Aside from moral considerations and the need to keep their western allies on board, the Saudis know they have to live forever alongside the Shia population of northern Yemen. They have no interest in deliberately massacring them and making that coexistence even more difficult. Nevertheless innocents have died in their thousands, many killed by coalition air strikes. Tragic though this is, and contrary to an increasingly prevalent view in the West, every civilian death in a battle zone is not a war crime.
The Saudis have cutting-edge attack planes and the latest precision guided munitions. But they lack the extensive combat experience of RAF pilots that enables them to use these systems to devastating effect while minimising civilian casualties to an unprecedented degree, a high bar that few other nations can reach.
Nor do they have anything like the level of sophistication in surveillance, intelligence collection, processing and targeting that we and the US have. There is a far higher probability that their intelligence will be wrong or imagery incorrectly analysed, leading to frequent mistakes and innocent deaths.

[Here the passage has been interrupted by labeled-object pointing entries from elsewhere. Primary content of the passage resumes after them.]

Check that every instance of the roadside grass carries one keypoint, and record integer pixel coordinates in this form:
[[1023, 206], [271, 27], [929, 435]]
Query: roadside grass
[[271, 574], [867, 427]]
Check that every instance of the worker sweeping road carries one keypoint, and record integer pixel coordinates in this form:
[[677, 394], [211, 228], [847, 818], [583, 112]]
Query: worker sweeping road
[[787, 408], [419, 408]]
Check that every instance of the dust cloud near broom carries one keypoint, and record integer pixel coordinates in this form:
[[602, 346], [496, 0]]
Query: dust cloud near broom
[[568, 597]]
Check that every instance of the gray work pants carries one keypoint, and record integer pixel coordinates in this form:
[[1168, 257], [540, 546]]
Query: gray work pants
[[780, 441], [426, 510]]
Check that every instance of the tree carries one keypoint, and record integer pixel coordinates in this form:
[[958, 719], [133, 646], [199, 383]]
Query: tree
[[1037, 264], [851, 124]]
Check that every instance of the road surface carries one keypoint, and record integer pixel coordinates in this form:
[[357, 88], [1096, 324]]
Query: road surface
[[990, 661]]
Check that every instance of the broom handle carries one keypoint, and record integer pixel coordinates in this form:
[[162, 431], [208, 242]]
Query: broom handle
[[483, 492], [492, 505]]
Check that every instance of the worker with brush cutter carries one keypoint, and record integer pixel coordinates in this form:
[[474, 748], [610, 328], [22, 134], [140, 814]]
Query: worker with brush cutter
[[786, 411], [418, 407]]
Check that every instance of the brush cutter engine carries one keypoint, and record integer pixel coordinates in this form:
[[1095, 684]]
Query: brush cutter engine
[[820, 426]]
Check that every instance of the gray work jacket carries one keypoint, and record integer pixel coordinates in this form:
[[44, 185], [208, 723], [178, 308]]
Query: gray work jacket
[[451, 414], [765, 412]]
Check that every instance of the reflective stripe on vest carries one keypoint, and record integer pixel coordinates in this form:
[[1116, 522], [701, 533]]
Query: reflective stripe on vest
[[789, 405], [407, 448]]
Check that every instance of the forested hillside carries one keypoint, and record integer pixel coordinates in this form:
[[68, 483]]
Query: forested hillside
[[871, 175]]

Many of the coalition’s shortcomings that are leading to civilian casualties fall into areas that we can advise on, including intelligence, surveillance, targeting, authorisation procedures, post-strike assessments and investigations. It would therefore be ill-judged to withdraw our military advisers. If anything, to help reduce civilian deaths we should increase their numbers. The same is true over supply of precision weapons and munitions. Perhaps Mr Corbyn would prefer that the Saudis rely on stocks of unguided weapons that are far more likely to lead to collateral damage.
The Saudis are fighting a legal war in Yemen. If they are doing all they can to avoid killing civilians, inadequate military capability and experience does not make their action criminal. In any case the UN cannot judge whether Saudi attacks are war crimes – as they baldly assert – without understanding the full context and basis of decision-making by commanders and pilots prosecuting the campaign. It is not possible to discern whether specific actions were compliant with the laws of war on the basis of imagery or hearsay, which the UN rely on.
Like so many terrorist groups around the world, including the Taliban, al-Qaeda, Isis, Hezbollah and Hamas, the Houthis use human shields to maximise civilian deaths caused by coalition strikes with the aim of bringing international pressure to force restraint on their opponents. As we saw with Hamas in the 2014 Gaza conflict, there is evidence that the Houthis have been falsifying imagery and distorting casualty statistics to mislead the UN, human rights groups and the media. Like their jihadist bedfellows everywhere, they have been killing civilians deliberately and without restraint.
The UN’s unsubstantiated accusations of war crimes plays into the hands of the Houthi insurgents and encourages their continued violence, including use of human shields. This flawed report is part of a growing trend of politically motivated activism that makes it more difficult for western nations, sensitive to allegations of collusion in war crimes, to act effectively in this type of conflict. It contributes to a new form of asymmetry in warfare, tilted in favour of the terrorists, who seek to exploit their opponents’ adherence to the laws of war while themselves totally ignoring them.